Voila déjà un mois que j’ai remis les palmes dans mon monde abyssal, celui des crevettes, vous savez… shlurps ! Mais il se trouve que j’ai pris du galon, passé un palier, comme on dit chez les hommes-grenouilles, alors je fais ma sirène de royaumes en royaumes. Je vogue, je vaque sur les vagues… En un mot, je suis professeur consultante. En voila un bien hideux terme pour définir ma quête de saveurs ! Désormais, je nage, je respire, je reconnais certaines espèces (de vieilles crevettes… comprendre anciens élèves), et en découvre de nouvelles…

Mes nouvelles crevettes, toujours universitaires et toujours post-pubères, ont le vilain défaut des crevettes roses de cette génération : elles ont l’âge bête. Elles secouent leurs antennes, se bidonnent sous leur cuirasse, minaudent quand elles ouvrent la bouche… Je les préférerais avec de la mayonnaise a l’ail.

Mais bienheureusement, un coup de nageoire plus loin et je fais des bulles dans la Cour des Grands, celle des gambas, le fin du fin pour des universitaires. On peut leur parler de la vie sur terre sans qu’ils aient l’air ahuri d’un poisson-bé. Flambées au cognac elles seraient parfaites.

Mais le plateau de fruits de mer serait bien fade sans le nectar des fonds sous-marins, le caviar des élèves, j’ai nommé les King Prawns, les crevettes royales. Celles-ci ont un statut privilégié puisqu’elles n’avancent qu’entre les murs de l’Alliance. Comme leur nom l’indique, leur statut d’altesse à la Cour leur confère l’aptitude à l’obligeance, au silence et même à l’intérêt. Seul leur manque une langue parfois tout de même (mais la langue de King Prawn n’a pas été pensée par le créateur).

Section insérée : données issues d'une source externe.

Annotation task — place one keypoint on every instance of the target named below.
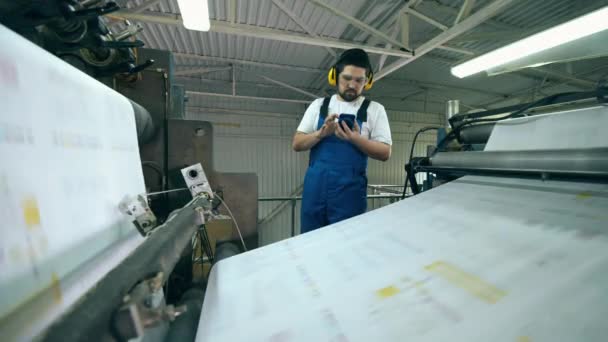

Oui je sais nager et respirer en même temps désormais, je me surprends encore. J’ai l’impression de me délester de certains bagages, de les laisser flotter a leur gré. Toujours la sensation d’être au bon endroit au bon moment en ce début de cinquième vie.

Au Bal des Poissons

Saison des pluies deux-mille-dix - Manille a pris un nouveau visage. Je regarde par la fenêtre et l’horizon dépasse mon imagination. Mon nouveau nid a poussé les frontières de la ville, mis de la lumière sur ma terre flottante et de l’occident à nos pieds. J’habite dans la face cachée des Philippines, sa face dorée, celle qui ne va pas de soi. Et je m’étends quelques fois la semaine vers son visage sujet aux clichés, cerné de tohu-bohu, d’odeurs de maïs bouilli, de fritures centenaires et de fumées échappées de pots branlants. Manille a deux visages et je tourne le mien vers les deux siens sans scrupules, pour plus de recul.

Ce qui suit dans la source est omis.